“El juego olímpico es el mayor sueño de cualquier deportista”

Ana Gallay, jugadora de Beach Vóley, habló con ETER Digital sobre el crecimiento del deporte, su experiencia en Londres 2012 y Río 2016 y su preparación de cara a Tokio 2021.

Ana Gallay es una de las principales referentes del Beach Vóley femenino en nuestro país. Participó en los Juegos Olímpicos de Londres 2012 y Río 2016 y en los Panamericanos de Toronto 2015, donde ganó el oro; y en Lima 2019, la medalla de plata y ahora se prepara para la cita en Tokio a sus 35 años. En sus primeros pasos como profesional, formó la mejor dupla de su carrera con Virginia Zonta al convertirse en las primeras representantes argentinas de esta disciplina en el máximo circuito. Luego de alcanzar el puesto 11 en el ranking mundial con Georgina Klug, Fernanda Pereyra, con quién compite actualmente, apareció en su camino cuando pensaba ponerle fin a su carrera.

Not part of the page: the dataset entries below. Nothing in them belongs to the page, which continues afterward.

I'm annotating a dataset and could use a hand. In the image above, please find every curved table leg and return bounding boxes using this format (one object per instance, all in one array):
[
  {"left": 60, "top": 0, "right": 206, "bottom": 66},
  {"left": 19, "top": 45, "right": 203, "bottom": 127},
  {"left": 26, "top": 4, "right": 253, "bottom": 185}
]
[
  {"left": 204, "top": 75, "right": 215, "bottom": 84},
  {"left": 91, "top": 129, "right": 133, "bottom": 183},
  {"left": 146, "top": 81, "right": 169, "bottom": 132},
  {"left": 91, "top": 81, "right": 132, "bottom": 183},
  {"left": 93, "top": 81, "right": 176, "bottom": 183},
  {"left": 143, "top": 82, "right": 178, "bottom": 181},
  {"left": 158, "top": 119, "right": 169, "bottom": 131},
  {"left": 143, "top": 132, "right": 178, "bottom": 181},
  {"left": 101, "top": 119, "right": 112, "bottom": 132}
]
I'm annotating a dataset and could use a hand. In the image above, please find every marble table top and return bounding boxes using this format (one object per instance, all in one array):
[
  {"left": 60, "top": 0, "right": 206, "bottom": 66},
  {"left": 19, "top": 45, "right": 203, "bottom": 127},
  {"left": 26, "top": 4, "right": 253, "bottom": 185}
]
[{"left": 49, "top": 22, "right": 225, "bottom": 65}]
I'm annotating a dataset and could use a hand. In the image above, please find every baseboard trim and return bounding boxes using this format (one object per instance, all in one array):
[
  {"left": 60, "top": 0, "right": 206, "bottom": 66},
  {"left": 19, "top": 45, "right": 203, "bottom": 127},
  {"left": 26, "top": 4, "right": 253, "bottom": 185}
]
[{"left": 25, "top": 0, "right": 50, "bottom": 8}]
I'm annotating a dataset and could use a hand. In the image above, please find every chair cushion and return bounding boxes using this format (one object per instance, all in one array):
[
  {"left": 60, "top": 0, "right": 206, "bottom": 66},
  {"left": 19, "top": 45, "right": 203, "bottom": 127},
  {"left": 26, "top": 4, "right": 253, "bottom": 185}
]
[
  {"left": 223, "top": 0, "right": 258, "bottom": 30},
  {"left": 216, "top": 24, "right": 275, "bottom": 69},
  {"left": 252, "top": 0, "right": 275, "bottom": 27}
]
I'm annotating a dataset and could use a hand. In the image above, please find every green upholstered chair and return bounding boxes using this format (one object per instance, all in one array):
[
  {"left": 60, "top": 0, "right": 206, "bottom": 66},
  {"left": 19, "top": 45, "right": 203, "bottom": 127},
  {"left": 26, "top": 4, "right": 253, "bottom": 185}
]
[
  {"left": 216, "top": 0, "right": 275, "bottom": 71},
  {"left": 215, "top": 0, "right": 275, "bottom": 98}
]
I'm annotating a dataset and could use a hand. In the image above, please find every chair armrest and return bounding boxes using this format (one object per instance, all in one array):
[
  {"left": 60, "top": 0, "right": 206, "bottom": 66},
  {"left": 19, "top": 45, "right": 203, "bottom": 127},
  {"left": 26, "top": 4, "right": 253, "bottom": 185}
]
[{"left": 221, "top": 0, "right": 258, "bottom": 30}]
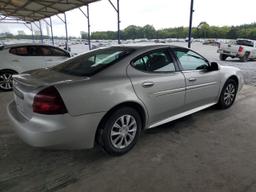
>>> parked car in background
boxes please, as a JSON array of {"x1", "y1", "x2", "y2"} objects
[
  {"x1": 0, "y1": 44, "x2": 71, "y2": 91},
  {"x1": 203, "y1": 39, "x2": 220, "y2": 47},
  {"x1": 8, "y1": 45, "x2": 244, "y2": 155},
  {"x1": 218, "y1": 39, "x2": 256, "y2": 62}
]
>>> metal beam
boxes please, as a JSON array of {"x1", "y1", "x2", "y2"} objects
[
  {"x1": 188, "y1": 0, "x2": 194, "y2": 48},
  {"x1": 39, "y1": 20, "x2": 43, "y2": 43},
  {"x1": 31, "y1": 23, "x2": 35, "y2": 43},
  {"x1": 50, "y1": 17, "x2": 54, "y2": 45},
  {"x1": 79, "y1": 5, "x2": 91, "y2": 50},
  {"x1": 108, "y1": 0, "x2": 121, "y2": 44},
  {"x1": 64, "y1": 13, "x2": 68, "y2": 50}
]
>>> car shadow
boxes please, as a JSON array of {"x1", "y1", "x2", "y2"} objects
[{"x1": 144, "y1": 106, "x2": 217, "y2": 135}]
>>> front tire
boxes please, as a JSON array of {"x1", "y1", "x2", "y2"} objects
[
  {"x1": 0, "y1": 70, "x2": 17, "y2": 91},
  {"x1": 218, "y1": 79, "x2": 238, "y2": 109},
  {"x1": 100, "y1": 107, "x2": 142, "y2": 156}
]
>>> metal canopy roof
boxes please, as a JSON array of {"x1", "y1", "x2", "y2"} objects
[{"x1": 0, "y1": 0, "x2": 100, "y2": 22}]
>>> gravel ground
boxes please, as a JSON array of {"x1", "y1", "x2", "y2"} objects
[{"x1": 1, "y1": 44, "x2": 256, "y2": 192}]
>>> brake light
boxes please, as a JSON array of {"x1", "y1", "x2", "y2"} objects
[
  {"x1": 33, "y1": 86, "x2": 67, "y2": 115},
  {"x1": 238, "y1": 46, "x2": 244, "y2": 53}
]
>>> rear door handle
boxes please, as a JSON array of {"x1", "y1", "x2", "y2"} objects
[
  {"x1": 188, "y1": 78, "x2": 197, "y2": 82},
  {"x1": 142, "y1": 82, "x2": 155, "y2": 88}
]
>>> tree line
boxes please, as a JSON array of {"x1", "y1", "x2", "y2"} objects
[
  {"x1": 1, "y1": 22, "x2": 256, "y2": 41},
  {"x1": 91, "y1": 22, "x2": 256, "y2": 40}
]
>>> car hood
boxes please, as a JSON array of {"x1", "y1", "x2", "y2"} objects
[{"x1": 13, "y1": 68, "x2": 89, "y2": 88}]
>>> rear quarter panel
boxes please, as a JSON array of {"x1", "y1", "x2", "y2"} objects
[{"x1": 55, "y1": 60, "x2": 148, "y2": 121}]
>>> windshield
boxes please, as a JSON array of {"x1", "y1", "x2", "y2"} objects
[
  {"x1": 52, "y1": 47, "x2": 134, "y2": 76},
  {"x1": 236, "y1": 40, "x2": 254, "y2": 47}
]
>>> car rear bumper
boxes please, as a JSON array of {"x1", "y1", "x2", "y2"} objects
[{"x1": 7, "y1": 101, "x2": 105, "y2": 149}]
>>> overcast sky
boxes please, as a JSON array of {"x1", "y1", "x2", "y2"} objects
[{"x1": 0, "y1": 0, "x2": 256, "y2": 37}]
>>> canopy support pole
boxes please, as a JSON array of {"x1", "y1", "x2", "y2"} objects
[
  {"x1": 23, "y1": 22, "x2": 35, "y2": 43},
  {"x1": 64, "y1": 13, "x2": 68, "y2": 50},
  {"x1": 57, "y1": 13, "x2": 69, "y2": 50},
  {"x1": 49, "y1": 17, "x2": 54, "y2": 45},
  {"x1": 108, "y1": 0, "x2": 121, "y2": 44},
  {"x1": 39, "y1": 20, "x2": 43, "y2": 43},
  {"x1": 44, "y1": 18, "x2": 54, "y2": 45},
  {"x1": 31, "y1": 23, "x2": 35, "y2": 43},
  {"x1": 79, "y1": 4, "x2": 91, "y2": 50},
  {"x1": 188, "y1": 0, "x2": 194, "y2": 48}
]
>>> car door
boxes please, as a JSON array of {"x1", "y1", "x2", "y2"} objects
[
  {"x1": 173, "y1": 48, "x2": 221, "y2": 110},
  {"x1": 127, "y1": 48, "x2": 186, "y2": 127},
  {"x1": 44, "y1": 46, "x2": 70, "y2": 67},
  {"x1": 8, "y1": 46, "x2": 46, "y2": 72}
]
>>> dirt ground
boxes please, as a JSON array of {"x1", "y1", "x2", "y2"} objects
[{"x1": 1, "y1": 44, "x2": 256, "y2": 192}]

La histórica jugadora, que tuvo sus inicios en Nogoyá, Entre Ríos- su lugar de nacimiento- comentó que era una apasionada por el deporte y que jugaba al vóley desde chica como algo más bien  de diversión. Durante su adolescencia, recorría unos 120 kilómetros para practicarlo en un club de Aldea Brasilera (localidad de la provincia de Entre Ríos), al que asistía todos los fines de semana.

Una vez finalizados sus estudios secundarios, se mudó a Gualeguay para dedicarse al profesorado de Educación Física, donde tomó un trabajo en una escuela en el medio del campo. Para llegar al lugar, viajaba unos 70 kilómetros  a las 6:30 de la mañana en moto por calles de tierra. Además, participa de un proyecto de reciclaje junto a la Fundación Arco Iris de Villa Gesell en el que se crean ecoladrillos, a base de plástico desechado, con el objetivo de construir baños y especializarse como un programa integrador para chicos con discapacidad.

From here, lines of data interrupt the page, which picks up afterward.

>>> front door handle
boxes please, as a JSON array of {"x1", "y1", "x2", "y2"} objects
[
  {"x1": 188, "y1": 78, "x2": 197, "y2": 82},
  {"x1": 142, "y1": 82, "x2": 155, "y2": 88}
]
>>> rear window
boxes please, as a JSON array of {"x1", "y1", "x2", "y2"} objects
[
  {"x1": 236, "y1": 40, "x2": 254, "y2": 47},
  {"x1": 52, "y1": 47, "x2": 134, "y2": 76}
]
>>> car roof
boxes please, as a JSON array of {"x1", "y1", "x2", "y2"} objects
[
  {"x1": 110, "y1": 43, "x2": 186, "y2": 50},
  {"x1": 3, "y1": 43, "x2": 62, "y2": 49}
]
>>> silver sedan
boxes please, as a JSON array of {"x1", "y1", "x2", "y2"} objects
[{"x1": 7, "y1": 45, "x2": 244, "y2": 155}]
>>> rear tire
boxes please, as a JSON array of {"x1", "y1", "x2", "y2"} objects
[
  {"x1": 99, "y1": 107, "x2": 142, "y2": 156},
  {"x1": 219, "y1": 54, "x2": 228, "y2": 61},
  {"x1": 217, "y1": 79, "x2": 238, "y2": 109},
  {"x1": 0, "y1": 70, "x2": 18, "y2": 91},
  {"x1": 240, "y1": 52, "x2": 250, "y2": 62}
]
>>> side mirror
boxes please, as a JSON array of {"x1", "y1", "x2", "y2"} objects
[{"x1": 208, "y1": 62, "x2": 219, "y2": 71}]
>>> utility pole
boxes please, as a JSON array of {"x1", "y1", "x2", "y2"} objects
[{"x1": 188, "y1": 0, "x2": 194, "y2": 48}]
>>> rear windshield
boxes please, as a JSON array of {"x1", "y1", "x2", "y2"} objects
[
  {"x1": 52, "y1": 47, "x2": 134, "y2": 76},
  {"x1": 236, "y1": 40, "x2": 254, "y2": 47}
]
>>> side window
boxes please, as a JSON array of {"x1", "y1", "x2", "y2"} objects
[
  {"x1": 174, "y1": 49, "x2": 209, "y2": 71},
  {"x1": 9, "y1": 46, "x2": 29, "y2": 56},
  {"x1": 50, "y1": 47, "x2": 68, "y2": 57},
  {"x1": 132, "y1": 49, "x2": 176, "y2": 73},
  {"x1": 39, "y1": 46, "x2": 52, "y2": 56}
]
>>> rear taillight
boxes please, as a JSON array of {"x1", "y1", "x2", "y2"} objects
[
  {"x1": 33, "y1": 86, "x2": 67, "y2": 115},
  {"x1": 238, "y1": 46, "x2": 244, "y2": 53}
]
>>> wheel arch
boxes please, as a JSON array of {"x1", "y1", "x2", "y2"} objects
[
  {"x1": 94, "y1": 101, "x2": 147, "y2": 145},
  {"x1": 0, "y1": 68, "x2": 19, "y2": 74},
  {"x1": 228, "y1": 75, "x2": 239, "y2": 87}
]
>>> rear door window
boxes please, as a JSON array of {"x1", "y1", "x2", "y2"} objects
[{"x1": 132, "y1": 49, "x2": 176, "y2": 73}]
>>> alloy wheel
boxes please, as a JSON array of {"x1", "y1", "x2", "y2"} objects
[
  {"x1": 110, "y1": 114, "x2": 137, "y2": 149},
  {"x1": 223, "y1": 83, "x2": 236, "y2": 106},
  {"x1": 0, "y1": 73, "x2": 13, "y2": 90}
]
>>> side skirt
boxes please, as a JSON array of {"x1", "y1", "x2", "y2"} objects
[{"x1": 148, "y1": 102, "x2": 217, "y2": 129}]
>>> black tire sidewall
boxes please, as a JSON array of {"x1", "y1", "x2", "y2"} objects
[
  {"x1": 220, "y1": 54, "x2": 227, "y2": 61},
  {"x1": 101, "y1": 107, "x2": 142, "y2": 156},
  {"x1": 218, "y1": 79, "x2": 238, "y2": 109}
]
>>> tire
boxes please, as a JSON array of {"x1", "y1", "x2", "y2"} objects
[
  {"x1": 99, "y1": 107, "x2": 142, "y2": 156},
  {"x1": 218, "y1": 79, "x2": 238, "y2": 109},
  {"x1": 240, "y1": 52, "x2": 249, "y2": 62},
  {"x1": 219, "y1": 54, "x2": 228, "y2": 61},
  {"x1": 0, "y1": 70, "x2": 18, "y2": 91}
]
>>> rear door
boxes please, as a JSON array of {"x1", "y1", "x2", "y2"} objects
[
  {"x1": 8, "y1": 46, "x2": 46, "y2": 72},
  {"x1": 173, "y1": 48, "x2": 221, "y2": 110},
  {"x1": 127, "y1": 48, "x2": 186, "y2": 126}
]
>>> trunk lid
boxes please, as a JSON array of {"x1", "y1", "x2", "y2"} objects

Si bien el Beach Vóley no es una actividad popular en el país, la práctica de muchos jóvenes, principalmente en los Juegos Olímpicos de la Juventud, fue vital para su crecimiento. La creación del ENARD, como sostén para los deportes amateurs, permitió la incorporación de entrenadores, preparadores físicos y centros de entrenamientos en balnearios privados, pero la infraestructura seguía en deuda. “Para que crezca el Beach Vóley acá, se necesitan canchas. Estaría bueno que en algún momento se plantee hacerlas, tanto en la Costa Atlántica como en Entre Ríos o en un montón de lugares. Hoy se ven mucho en los polideportivos, pero en la playa me llama la atención que no haya”, dijo Ana Gallay, entre risas. Además, remarcó la importancia del aumento de canchas para explotar estos recursos: “Lo que pasa es que si vos armás una cancha, siempre va a haber gente. Esa la forma de que crezca el deporte”.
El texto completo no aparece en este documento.